Upon his return to the States, Salzman applied for naval aviation training and after completion of his course at Naval Air Station Pensacola, Florida, he was designated Naval aviator in 1929. He was ordered to Haiti with Observation Squadron and later served with the same unit at Marine Air Station Quantico, Virginia. He then attended a postgraduate course in ordnance at the Naval Academy, and, following the graduation in 1937, Salzman served as commanding officer of the Marine detachment aboard the heavy cruiser USS Indianapolis until 1939.

==World War II==

Salzman was appointed an instructor at United States Naval Academy at Annapolis, Maryland, in 1939 and taught there for next two years. With the activation of Naval Air Station Quonset Point, he was ordered there in summer 1941 and assumed command of 13th Provisional Company as garrison unit.

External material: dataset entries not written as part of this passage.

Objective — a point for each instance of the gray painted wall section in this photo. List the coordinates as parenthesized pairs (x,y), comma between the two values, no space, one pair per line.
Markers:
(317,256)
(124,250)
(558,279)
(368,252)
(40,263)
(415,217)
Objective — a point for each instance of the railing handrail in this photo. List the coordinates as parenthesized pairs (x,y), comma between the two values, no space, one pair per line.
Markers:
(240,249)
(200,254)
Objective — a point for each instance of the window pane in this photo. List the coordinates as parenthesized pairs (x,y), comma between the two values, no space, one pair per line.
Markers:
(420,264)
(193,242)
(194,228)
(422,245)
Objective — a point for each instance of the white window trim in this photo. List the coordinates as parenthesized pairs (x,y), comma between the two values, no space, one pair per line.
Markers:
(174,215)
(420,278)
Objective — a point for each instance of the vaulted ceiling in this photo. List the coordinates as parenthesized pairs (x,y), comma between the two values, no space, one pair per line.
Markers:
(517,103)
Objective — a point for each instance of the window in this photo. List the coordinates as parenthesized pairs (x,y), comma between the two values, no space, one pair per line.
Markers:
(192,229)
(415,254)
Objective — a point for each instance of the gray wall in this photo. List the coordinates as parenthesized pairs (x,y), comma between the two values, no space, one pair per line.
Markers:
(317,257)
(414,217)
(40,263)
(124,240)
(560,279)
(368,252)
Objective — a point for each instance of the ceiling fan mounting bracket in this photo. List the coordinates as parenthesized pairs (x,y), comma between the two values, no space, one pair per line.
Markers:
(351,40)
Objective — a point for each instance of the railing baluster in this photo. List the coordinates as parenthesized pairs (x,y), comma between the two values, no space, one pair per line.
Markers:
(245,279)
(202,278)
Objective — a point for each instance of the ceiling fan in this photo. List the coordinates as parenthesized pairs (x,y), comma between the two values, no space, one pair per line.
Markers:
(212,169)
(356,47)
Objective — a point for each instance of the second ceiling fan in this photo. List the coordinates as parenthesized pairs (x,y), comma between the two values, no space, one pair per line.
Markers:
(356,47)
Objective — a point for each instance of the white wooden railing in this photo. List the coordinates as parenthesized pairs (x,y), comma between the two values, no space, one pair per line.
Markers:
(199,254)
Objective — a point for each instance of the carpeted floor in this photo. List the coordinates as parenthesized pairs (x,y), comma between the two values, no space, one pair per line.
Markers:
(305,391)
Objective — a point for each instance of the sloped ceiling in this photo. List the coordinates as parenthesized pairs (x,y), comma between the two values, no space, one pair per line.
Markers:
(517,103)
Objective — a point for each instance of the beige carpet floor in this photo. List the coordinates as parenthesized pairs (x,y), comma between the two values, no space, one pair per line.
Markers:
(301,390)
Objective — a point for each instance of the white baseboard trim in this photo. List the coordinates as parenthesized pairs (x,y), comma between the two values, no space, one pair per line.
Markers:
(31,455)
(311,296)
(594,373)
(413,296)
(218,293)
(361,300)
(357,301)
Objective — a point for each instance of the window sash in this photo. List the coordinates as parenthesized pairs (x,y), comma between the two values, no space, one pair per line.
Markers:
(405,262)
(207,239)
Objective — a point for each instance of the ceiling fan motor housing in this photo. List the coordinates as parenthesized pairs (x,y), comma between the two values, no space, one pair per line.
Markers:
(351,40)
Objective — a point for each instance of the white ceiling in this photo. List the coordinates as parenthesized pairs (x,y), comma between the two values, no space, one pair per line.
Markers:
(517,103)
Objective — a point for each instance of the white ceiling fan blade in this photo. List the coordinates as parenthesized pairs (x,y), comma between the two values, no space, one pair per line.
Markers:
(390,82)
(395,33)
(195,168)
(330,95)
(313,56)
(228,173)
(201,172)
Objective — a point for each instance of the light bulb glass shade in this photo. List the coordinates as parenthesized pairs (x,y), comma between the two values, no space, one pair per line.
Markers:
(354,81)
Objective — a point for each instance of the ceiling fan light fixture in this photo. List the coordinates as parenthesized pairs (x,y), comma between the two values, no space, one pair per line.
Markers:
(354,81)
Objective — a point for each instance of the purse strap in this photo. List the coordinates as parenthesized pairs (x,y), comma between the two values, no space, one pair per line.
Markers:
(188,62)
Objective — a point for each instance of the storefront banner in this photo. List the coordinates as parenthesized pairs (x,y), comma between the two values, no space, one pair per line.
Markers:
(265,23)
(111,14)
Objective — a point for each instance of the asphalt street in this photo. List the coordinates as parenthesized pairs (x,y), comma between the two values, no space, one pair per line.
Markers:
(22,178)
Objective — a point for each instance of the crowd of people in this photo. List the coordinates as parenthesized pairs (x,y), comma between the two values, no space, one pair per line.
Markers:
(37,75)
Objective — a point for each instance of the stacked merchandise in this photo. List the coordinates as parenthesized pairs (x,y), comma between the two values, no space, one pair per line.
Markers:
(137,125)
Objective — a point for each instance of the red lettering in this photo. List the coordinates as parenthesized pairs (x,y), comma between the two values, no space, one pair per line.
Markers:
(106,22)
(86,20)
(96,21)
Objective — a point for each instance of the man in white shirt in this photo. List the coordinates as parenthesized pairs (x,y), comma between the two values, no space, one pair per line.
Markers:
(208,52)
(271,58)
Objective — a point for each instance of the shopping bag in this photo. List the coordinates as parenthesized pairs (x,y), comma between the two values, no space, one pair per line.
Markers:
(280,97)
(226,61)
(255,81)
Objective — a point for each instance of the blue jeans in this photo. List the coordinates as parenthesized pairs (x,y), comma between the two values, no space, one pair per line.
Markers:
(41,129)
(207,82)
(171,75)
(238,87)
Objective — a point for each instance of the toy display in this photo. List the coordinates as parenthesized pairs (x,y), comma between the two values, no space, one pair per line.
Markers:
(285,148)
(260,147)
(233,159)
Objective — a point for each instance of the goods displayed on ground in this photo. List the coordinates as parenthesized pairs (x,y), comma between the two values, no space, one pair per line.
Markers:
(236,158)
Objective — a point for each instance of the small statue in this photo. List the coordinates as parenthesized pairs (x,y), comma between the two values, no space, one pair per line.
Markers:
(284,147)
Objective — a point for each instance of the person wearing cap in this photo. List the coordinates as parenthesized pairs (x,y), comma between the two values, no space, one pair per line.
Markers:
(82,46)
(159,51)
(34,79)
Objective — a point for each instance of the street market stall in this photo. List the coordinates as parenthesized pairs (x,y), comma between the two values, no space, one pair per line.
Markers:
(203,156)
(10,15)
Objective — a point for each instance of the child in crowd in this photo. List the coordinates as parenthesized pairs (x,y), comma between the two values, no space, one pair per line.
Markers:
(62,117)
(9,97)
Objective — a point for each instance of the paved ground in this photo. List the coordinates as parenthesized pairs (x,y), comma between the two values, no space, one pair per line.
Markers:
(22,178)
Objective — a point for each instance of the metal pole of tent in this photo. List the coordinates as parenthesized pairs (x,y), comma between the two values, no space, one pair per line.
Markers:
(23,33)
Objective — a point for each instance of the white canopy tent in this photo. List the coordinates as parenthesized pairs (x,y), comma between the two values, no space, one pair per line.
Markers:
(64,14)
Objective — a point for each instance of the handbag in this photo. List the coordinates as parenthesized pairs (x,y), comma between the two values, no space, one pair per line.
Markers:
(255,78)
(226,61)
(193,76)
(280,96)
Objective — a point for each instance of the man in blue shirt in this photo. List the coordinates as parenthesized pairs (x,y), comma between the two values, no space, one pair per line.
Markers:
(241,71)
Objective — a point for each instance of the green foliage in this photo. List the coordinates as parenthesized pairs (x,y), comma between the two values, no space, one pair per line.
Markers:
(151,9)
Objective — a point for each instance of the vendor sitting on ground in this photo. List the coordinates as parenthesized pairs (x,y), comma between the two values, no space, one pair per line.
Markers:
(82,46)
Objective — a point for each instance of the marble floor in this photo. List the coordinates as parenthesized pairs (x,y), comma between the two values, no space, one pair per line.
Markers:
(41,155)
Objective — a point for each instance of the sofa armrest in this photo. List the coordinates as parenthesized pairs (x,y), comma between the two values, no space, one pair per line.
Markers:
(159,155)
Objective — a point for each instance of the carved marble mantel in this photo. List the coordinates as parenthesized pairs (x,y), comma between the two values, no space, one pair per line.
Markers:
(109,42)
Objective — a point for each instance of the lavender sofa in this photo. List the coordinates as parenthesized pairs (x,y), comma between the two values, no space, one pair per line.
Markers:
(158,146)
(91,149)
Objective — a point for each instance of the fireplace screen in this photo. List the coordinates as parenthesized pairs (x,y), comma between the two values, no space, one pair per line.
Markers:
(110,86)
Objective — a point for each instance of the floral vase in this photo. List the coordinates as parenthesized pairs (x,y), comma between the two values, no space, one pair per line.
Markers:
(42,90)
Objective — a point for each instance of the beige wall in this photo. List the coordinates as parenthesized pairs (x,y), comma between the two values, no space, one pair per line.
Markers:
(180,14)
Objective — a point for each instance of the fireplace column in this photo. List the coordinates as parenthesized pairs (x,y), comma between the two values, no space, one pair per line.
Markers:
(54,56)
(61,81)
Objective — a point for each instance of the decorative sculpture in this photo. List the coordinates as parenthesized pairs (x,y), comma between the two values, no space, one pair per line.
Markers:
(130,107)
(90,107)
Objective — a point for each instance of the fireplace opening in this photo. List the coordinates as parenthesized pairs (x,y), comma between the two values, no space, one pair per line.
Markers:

Following the Japanese Attack on Pearl Harbor, Salzman was transferred to the staff of 2nd Marine Aircraft Wing under Major General Francis P. Mulcahy and appointed wing intelligence officer. He took part in the Guadalcanal Campaign and was appointed wing chief of staff in June 1943. Salzman was later commended by his work on Guadalcanal and received the Bronze Star Medal.

He reached the rank of colonel and continued as chief of staff of 2nd Marine Aircraft Wing during Solomon Islands campaign. He also simultaneously served as chief of staff, New Georgia Air Force and acting chief of staff, Marine Aircraft South Pacific. Salzman distinguished himself again and was decorated with Legion of Merit by Admiral William F. Halsey.

At the end of March 1944, Salzman was ordered back to the United States and after brief reunion with his wife and kids, he was appointed chief of staff, Marine Air, West Coast with headquarters in San Diego in May of that year.

Colonel Salzman was later transferred to the staff of III Marine Amphibious Corps under Lieutenant General Roy Geiger and appointed assistant chief of staff for military plans. Within this command, he took part in the Battle of Okinawa in April 1945 and received his second Legion of Merit. Salzman also worked on the plans for Army units during the campaign and received third Legion of Merit.

==Retirement==
He retired in 1949 as a brigadier general to go to work for the Aerospace division of Minneapolis-Honeywell. In 1953 his son Kenneth Salzman graduated from the U.S. Naval Academy. Salzman died Sept. 24, 1958. His wife was the former Helen Maxwell Stevenson (originally from Philadelphia, Pennsylvania). General Salzman is buried at Arlington National Cemetery.

==Navy Cross citation==
In 1928, Salzman received the Navy Cross for his actions during the Second Nicaraguan Campaign.

His award citation reads:
The President of the United States of America takes pleasure in presenting the Navy Cross to Second Lieutenant Elmer Henry Salzman (MCSN: 0-4074), United States Marine Corps, for distinguished service in the line of his profession as commander of a patrol of the Second Brigade, U.S. Marine Corps, operating in the vicinity of Zapote, Nueva Segovia, Nicaragua on 28 September 1928. Second Lieutenant Salzman's command surprised a greatly superior bandit force under the command of General Salgado by a well planned attack on its rear which resulted in the rout of the bandits. The arrival of the Force of Second Lieutenant Salzman was particularly fortuitous as the bandits had another small patrol of Marines at a great disadvantage and it appeared that they must inevitably suffer a disastrous defeat. Although the bandits outnumbered the combined patrols more than two-to-one, Second Lieutenant Salzman displayed such courage, skill and leadership in conducting the engagement that the bandits were decisively defeated and the beleaguered patrol rescued from its perilous position.